Par cet amendement, nous proposons de mettre en cohérence le titre de la présente proposition de loi avec son contenu abjecte.
Les auteurs de la présente proposition de loi défendent l'idée d'ajouter une peine pour certains délits liés aux manifestations et attroupements. Mais les peines proposées sont la suspension d'aides et de droits accordés en fonction des revenus, en faveur des personnes les moins aisées.
Punir davantage, donc, mais uniquement les plus défavorisés. Cette proposition est totalement contraire au principe d'égalité devant la loi pénale.
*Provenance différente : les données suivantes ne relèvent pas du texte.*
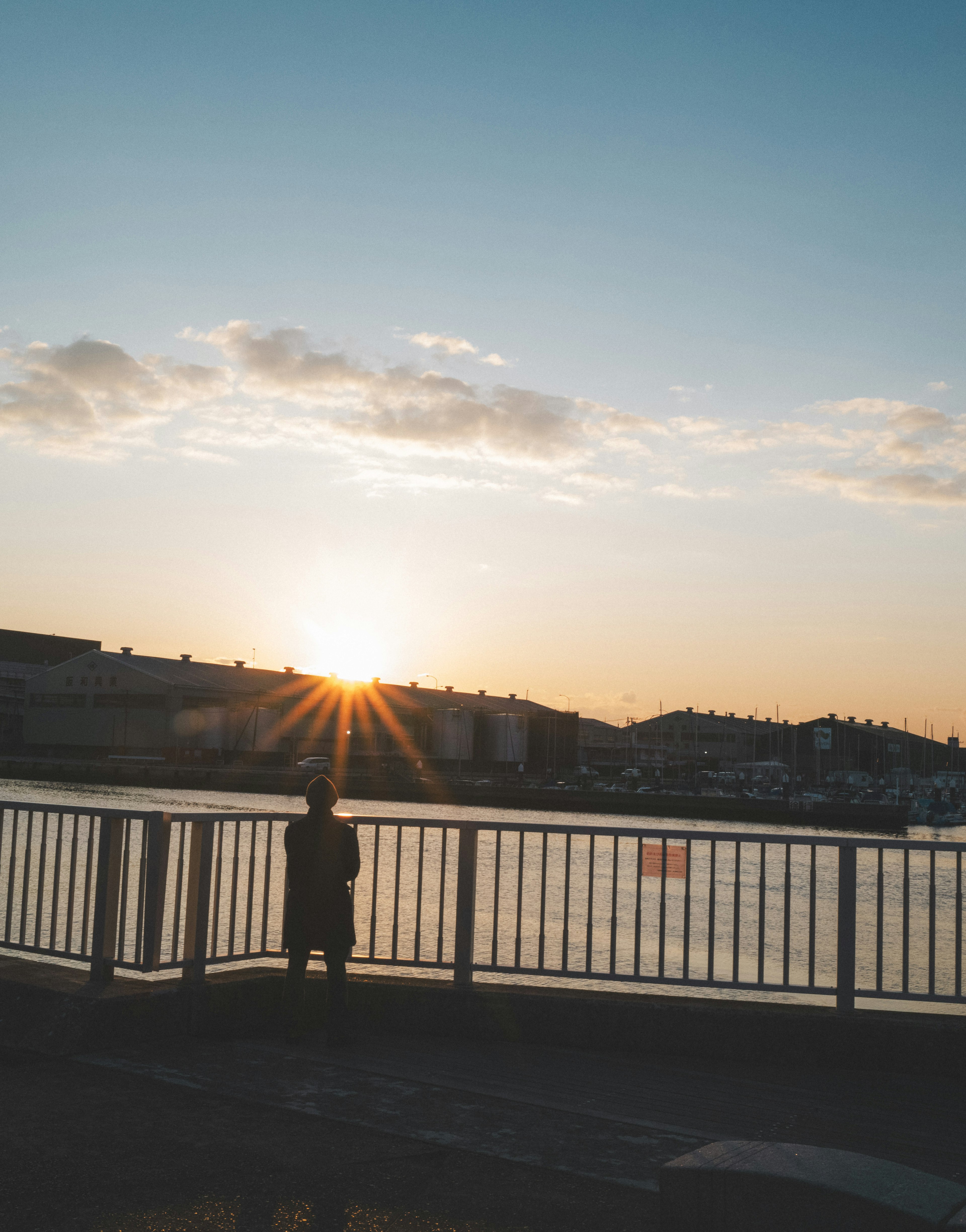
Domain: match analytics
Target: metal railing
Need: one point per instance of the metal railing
(804, 915)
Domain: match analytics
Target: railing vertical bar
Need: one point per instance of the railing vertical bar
(958, 960)
(12, 876)
(906, 921)
(811, 917)
(41, 879)
(88, 869)
(179, 879)
(880, 918)
(519, 900)
(26, 878)
(72, 878)
(267, 888)
(932, 923)
(375, 891)
(687, 930)
(566, 937)
(639, 879)
(56, 886)
(217, 891)
(589, 956)
(787, 941)
(711, 880)
(663, 910)
(233, 899)
(614, 911)
(352, 890)
(543, 938)
(396, 893)
(495, 944)
(443, 895)
(251, 899)
(123, 905)
(418, 941)
(762, 916)
(737, 922)
(142, 878)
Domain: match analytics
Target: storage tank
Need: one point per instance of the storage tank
(453, 736)
(506, 739)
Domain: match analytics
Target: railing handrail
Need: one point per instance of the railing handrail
(835, 841)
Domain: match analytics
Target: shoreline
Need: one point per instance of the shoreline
(890, 819)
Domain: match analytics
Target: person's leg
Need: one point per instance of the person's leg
(337, 997)
(294, 995)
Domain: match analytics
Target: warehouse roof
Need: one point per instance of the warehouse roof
(221, 678)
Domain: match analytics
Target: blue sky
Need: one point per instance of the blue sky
(740, 223)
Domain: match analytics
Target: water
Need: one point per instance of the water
(591, 900)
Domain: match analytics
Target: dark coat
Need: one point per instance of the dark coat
(322, 858)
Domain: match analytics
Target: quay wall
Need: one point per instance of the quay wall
(52, 1010)
(263, 780)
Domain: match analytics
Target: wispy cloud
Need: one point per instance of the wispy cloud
(454, 345)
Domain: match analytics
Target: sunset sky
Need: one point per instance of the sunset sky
(608, 352)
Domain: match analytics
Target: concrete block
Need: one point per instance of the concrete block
(764, 1187)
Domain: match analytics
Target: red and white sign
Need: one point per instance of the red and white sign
(651, 862)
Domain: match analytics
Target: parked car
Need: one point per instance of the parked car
(317, 764)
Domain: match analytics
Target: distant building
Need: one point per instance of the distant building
(24, 656)
(124, 704)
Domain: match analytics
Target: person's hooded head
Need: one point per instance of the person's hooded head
(321, 795)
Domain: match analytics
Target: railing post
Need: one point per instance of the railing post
(156, 882)
(466, 906)
(196, 906)
(846, 968)
(106, 891)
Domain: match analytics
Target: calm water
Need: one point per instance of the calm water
(589, 904)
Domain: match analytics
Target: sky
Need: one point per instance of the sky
(606, 354)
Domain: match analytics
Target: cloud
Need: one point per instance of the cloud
(93, 400)
(453, 345)
(400, 409)
(896, 488)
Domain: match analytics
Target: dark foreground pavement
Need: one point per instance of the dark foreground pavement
(415, 1134)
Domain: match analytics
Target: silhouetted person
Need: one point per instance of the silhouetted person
(322, 859)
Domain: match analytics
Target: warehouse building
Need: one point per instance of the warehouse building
(105, 704)
(24, 656)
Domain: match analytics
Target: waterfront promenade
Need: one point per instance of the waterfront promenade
(417, 1131)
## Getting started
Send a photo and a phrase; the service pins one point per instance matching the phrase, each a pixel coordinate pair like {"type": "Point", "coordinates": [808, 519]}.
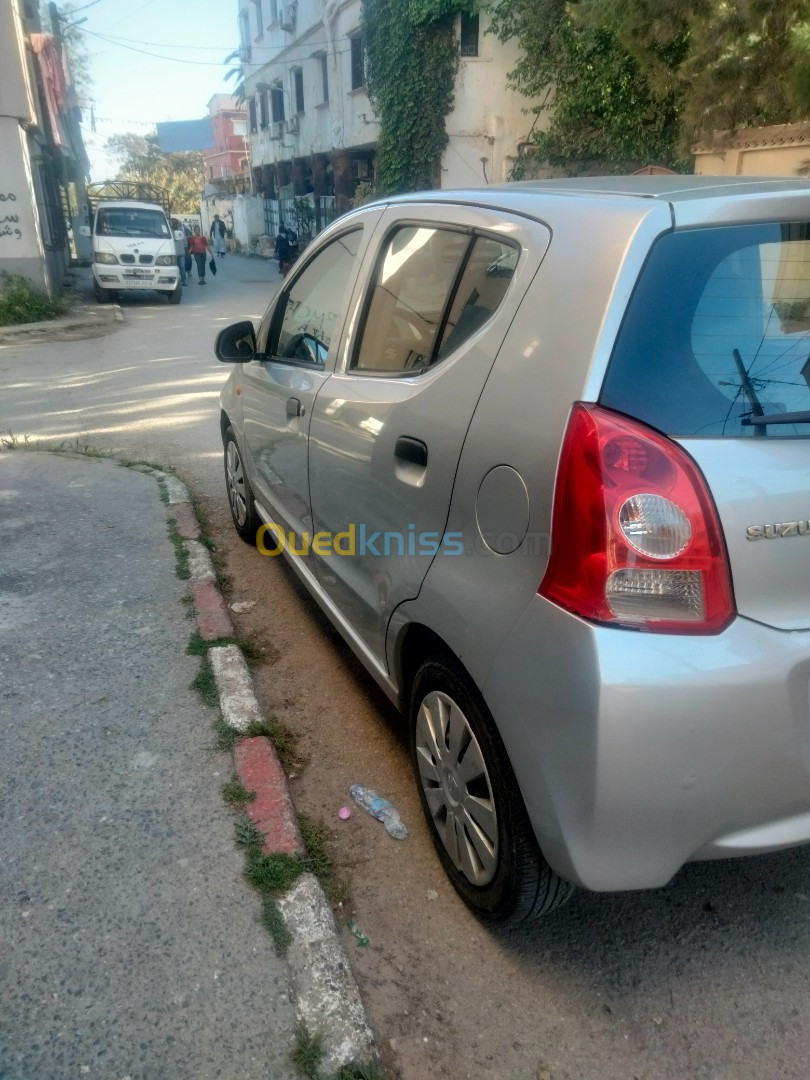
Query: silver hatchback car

Dans le cas où deux personnes seraient condamnées pour le même délit, si l'une de ces personnes bénéficie de prestations sociales mais l'autre est plus aisée et n'en bénéficie d'aucune, seule une de ces deux personnes se verrait infliger une peine complémentaire obligatoire de suspension des ses droits sociaux.
Cette rupture d'égalité est intolérable, elle nourrit l'idée d'une justice plus dure envers les classes populaires, par essence délinquantes.